Known as the Lizards on the Loose Challenge, Stroud developed this outreach program with researchers from the Fairchild Tropical Botanic Garden and University of Rhode Island. It is part of The Fairchild Challenge, a nationally recognized, K-12 environmental education program.

Now in its fourth year, Lizards on the Loose has resulted in more than 1,500 lizard surveys being conducted by more than 1,000 students from public and private schools throughout Miami-Dade, Broward and Monroe counties. Students analyze and present their results in a video as part of the challenge.

“I hope their participation in this project fuels their curiosity in the natural world, and I hope they realize science can be conducted anywhere and with very simple equipment,” Stroud said. “A greater understanding of ecology, even if it doesn’t lead students into the sciences as a career, can positively impact future conservation efforts.”

Terri Ortiz, a sixth grade science teacher at Palmetto Middle School, has participated in the challenge every year since its inception. It provides new opportunities to engage her students in science beyond the classroom walls. For some middle schoolers, it’s the first time they are being exposed to South Florida’s rich and diverse population of reptiles.

South Florida is home to a variety of anole lizards, an abundant and charismatic type of lizard. There is only one native anole species found in Florida, the American anole or green anole, while all others come from the Caribbean.
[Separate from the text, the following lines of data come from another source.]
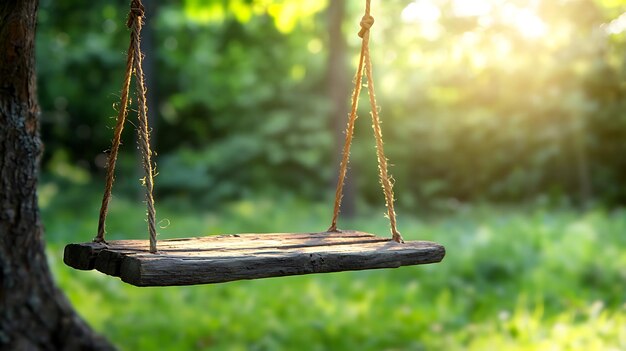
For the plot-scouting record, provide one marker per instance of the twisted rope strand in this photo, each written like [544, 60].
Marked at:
[134, 60]
[346, 146]
[142, 128]
[115, 146]
[365, 61]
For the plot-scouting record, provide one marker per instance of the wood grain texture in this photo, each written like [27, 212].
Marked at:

This means many lizards are meeting each other here for the very first time.

According to Stroud, novel situations like these are rare in nature, and the large diversity of non-native species provides a unique opportunity to understand how communities form and how they live together.

Looking to the future, Stroud hopes to expand Lizards on the Loose into a citizen science program in which students and families will be trained to record observation-based surveys of lizards.